Despite the broader bullish trend, Friday’s price action was relatively subdued, forming a narrow Doji candlestick pattern. This reflected a temporary pause in momentum rather than a reversal, as the overall market structure remained constructive for further gains. However, technical indicators continued to point toward overbought conditions, suggesting that traders may become increasingly cautious at elevated levels. Concerns about potential intervention from Japanese authorities also contributed to the restrained trading activity.
Japanese officials have repeatedly expressed concern over the yen’s rapid depreciation. The country’s Finance Minister reiterated that authorities are prepared to take decisive measures if currency movements become excessive or disorderly. These warnings have kept intervention risks firmly on traders’ radar, especially as the exchange rate approaches levels that previously prompted government action. Market participants remain alert for any signs of direct intervention aimed at stabilizing the currency.
At the same time, some investors believe Japanese authorities may continue relying on verbal warnings rather than immediate market action. Under this scenario, the yen could weaken further, potentially allowing USD/JPY to break decisively above the 162.00 threshold. Such an outcome would likely attract additional momentum-driven buying, particularly if US economic data and Federal Reserve policy expectations continue to favor the dollar.

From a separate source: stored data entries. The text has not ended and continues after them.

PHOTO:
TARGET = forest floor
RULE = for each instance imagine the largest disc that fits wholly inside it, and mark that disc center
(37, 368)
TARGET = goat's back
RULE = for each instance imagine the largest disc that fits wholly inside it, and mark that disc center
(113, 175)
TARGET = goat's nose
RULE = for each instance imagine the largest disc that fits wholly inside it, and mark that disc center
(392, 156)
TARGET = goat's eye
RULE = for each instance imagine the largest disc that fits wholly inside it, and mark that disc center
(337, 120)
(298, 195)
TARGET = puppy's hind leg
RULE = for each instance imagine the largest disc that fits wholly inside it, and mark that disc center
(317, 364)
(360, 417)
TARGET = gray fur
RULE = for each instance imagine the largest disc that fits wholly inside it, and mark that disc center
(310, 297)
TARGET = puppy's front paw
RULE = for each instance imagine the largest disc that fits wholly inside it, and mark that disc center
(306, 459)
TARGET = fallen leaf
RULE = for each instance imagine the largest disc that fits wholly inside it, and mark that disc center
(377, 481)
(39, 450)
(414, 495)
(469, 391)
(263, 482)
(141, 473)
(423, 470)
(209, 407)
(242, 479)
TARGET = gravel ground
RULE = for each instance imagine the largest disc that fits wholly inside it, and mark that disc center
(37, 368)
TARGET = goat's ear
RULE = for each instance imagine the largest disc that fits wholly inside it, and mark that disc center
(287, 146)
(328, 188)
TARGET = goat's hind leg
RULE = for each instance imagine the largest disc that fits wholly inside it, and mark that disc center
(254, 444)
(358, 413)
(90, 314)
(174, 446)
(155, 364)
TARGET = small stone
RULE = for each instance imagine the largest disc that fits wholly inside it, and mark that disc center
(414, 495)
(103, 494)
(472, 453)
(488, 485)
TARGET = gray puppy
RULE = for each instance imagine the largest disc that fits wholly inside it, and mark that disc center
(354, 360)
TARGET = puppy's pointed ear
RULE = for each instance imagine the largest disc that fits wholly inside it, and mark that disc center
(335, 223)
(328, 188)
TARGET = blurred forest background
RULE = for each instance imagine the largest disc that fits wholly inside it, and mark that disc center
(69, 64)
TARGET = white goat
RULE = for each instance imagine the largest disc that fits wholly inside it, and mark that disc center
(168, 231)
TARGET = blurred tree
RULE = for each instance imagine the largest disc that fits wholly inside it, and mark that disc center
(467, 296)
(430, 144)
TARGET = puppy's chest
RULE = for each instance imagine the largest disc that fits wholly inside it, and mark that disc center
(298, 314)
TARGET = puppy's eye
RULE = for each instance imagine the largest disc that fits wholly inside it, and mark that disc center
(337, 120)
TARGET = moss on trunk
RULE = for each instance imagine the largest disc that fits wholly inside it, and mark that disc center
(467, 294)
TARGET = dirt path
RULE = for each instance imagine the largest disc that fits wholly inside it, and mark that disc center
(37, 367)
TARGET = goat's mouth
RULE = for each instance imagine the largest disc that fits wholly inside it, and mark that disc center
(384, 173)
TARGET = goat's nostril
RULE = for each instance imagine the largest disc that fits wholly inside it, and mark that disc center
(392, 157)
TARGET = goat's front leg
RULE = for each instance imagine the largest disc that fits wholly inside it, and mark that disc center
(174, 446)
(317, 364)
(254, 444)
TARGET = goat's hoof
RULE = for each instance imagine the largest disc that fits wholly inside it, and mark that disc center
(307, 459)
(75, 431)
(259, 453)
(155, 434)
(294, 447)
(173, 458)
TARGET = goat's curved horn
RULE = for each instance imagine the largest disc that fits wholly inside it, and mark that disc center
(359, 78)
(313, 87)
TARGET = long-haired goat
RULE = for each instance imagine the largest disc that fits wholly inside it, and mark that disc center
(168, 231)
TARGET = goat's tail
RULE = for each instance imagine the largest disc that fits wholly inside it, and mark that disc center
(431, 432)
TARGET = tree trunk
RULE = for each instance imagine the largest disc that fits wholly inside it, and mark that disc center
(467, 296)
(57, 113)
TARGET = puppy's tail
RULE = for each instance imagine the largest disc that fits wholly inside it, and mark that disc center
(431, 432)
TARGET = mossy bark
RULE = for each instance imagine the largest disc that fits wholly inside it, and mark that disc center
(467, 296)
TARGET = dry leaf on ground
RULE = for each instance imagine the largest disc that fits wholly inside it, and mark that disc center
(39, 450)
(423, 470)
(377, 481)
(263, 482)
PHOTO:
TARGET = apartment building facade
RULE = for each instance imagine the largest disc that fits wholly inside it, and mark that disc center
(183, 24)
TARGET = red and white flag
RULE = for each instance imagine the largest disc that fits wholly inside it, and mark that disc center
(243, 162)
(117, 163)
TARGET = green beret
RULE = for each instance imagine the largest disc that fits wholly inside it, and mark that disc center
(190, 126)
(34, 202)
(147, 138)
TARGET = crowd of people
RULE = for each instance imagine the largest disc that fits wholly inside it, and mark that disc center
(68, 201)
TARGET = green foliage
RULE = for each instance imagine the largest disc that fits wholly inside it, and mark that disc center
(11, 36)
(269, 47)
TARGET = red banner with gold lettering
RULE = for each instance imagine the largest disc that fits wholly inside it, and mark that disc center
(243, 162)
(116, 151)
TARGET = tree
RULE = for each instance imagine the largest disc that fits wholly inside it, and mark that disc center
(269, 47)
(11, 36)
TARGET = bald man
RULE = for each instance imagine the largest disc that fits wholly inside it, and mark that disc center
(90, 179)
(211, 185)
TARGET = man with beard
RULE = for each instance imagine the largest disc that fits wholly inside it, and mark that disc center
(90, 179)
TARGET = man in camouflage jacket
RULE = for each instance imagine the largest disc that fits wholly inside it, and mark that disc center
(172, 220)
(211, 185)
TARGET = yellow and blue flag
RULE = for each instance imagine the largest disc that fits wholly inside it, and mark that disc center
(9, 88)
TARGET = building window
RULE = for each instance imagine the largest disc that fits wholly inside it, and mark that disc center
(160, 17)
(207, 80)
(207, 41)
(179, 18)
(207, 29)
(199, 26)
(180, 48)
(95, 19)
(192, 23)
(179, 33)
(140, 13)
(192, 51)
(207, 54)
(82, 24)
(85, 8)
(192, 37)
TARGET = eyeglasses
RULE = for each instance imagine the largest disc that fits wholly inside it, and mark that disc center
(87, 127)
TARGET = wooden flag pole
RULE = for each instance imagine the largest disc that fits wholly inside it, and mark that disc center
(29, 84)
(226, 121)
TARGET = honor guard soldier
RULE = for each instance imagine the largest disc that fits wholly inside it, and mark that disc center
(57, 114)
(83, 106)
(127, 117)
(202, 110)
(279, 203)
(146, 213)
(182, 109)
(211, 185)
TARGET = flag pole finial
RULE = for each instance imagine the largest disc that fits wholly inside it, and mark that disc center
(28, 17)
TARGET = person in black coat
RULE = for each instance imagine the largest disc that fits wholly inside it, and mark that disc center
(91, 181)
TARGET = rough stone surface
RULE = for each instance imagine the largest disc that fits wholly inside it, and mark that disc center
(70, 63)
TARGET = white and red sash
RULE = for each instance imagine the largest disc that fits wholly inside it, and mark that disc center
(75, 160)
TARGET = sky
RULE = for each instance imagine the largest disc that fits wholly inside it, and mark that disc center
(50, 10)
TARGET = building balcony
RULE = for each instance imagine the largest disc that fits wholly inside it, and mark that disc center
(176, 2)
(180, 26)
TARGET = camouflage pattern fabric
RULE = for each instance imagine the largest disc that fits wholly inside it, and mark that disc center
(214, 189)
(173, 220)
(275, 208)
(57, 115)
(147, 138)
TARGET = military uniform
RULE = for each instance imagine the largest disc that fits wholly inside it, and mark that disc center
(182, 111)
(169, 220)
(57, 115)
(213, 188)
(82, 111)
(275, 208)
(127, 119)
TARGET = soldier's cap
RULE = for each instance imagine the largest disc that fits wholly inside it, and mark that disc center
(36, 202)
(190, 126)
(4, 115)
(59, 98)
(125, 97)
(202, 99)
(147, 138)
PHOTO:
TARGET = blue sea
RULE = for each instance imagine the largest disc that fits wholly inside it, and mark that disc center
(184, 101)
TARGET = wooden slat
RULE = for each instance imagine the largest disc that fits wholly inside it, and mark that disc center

On Monday, the Japanese yen traded around 161.5 per dollar, hovering near its weakest level since 1986. The currency has now erased all the gains achieved after the record-sized intervention conducted on April 30. Although the Bank of Japan has continued its policy normalization efforts, including a recent 25-basis-point rate increase that lifted interest rates to 1%, the yen remains under pressure. Persistent carry-trade demand and the substantial interest-rate differential between Japan and the United States continue to encourage investors to maintain short yen positions, limiting the impact of both policy tightening and official warnings.